Придя в фотоателье, в котором были занавешены одеялами витрины, накрыты столы,
а по стенам развешены новогодние гирлянды и шары, мы застали там оживленную
дискуссию на ту же тему. Женщины ходили туда-сюда, разнося еду, а за столом не
сидели, потому как брит-мила праздник мужской. Дед подошёл к родне, и они
некоторое время шептались. Через несколько минут в зал закатили коляску с
младенцем, украшенную искусственными розами и лентами, и поставили в углу.
В зале было человек двадцать мужчин, тут мы и увидели Манашира, сидевшего рядом
со своими трёмя сыновьями, сильно исхудавшего, так, что плечи на его пиджаке
повисли, и, как казалось, бормочущего что-то себе под нос.  Кроме него,
там было ещё несколько знакомых мне лиц, но, в основном, присутствовали
родственники Додикиной жены, выходцы из Губы, выглядевшие откровенно
по-сельски.
Гости расселись и начался праздник, все крепко выпили, и, в разгар веселья, дед
мой, встав со стаканчиком водки, произнёс:
- Когда мужчина видит своего родившегося первенца, то что происходит с
мужчиной? Мужчина счастлив? Да, он, конечно, счастлив, и счастлив он
бесконечно.  Но есть ли в этом счастье и некоторое количество грусти? Да,
есть! Потому как  ты тут понимаешь, глядя на своего сына, что
отодвигаешься чуть-чуть подальше от земли, и начинаешь быть ближе к
Т-орцу.  Теперь сына будут любить больше, чем тебя, и все твои будут его
любить больше, чем тебя, а ты теперь никогда не ребёнок, потому что ты теперь –
родитель.
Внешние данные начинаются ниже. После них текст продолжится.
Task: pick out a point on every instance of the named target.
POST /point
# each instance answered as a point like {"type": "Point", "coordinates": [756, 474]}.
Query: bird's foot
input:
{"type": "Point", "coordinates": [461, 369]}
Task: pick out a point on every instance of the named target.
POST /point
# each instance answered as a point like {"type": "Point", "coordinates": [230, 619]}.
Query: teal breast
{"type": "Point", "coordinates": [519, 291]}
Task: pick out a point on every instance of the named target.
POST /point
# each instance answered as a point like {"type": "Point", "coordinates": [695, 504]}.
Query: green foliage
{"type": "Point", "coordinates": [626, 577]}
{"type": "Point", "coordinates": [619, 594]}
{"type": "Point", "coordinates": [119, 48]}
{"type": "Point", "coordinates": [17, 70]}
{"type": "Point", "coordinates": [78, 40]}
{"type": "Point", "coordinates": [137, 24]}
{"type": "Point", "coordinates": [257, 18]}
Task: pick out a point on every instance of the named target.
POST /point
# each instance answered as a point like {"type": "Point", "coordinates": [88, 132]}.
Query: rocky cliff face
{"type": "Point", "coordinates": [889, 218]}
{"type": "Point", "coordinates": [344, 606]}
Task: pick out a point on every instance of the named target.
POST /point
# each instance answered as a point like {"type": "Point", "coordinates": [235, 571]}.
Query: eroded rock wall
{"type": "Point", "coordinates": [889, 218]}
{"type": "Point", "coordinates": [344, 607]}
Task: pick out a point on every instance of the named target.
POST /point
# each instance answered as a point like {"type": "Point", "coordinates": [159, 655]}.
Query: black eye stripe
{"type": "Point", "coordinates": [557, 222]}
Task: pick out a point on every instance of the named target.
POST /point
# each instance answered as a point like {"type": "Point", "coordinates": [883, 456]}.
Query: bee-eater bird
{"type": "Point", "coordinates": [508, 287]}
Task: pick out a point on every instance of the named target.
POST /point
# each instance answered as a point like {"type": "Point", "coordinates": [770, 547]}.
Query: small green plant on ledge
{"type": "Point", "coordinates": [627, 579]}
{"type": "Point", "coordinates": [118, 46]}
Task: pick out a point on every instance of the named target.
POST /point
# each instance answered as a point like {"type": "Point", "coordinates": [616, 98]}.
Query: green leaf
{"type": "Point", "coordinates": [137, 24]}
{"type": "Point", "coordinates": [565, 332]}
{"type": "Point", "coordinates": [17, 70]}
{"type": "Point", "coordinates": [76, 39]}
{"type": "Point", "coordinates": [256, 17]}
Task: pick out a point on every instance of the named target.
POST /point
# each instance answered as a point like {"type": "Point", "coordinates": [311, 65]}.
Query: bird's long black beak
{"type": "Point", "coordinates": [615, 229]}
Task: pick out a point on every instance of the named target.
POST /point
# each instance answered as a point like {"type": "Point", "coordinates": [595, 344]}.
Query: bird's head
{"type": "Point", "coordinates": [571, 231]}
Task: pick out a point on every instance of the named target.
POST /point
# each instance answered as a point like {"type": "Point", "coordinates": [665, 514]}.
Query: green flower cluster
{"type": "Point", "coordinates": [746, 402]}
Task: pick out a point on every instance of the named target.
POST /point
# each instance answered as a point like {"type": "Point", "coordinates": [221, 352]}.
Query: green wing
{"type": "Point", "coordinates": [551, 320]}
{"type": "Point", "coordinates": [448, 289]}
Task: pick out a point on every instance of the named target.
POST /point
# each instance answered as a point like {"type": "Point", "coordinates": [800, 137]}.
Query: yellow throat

Как говорит наш любимый рав Габо, когда мужчина впервые видит лицо
первенца своего, то мужчина впервые понимает, что сам когда-нибудь умрет. Но мы
знаем, так положено у Б-га в Его мире. И сейчас наш Давидик, которого самого
брит-милу я помню, как будто она была вчера, самый счастливый человек на свете,
и мы все – счастливые люди, мы будем радоваться, и будем веселиться, как и
положено тем, в чьём доме пришло счастье.
Тут дед выпил водку под одобрительные крики поднабравшихся губинцев, и закусил
солёной черемшой. В тот момент распахнулась входная дверь, на которой болталась
табличка «закрыто», и какая-то незнакомая мне женщина буквально вбежала в
фотоателье. Она встала перед столом, отряхивая снег и оглядывая помещение,
немедля воцарилась тишина, лишь по рядам сидящих шёпотом пронеслось её имя,
вернее, кличка,  только Додик, сидевший с братьями своей жены спиной к
входу, её появления не заметил, и продолжал громко обсуждать какие-то денежные дела. 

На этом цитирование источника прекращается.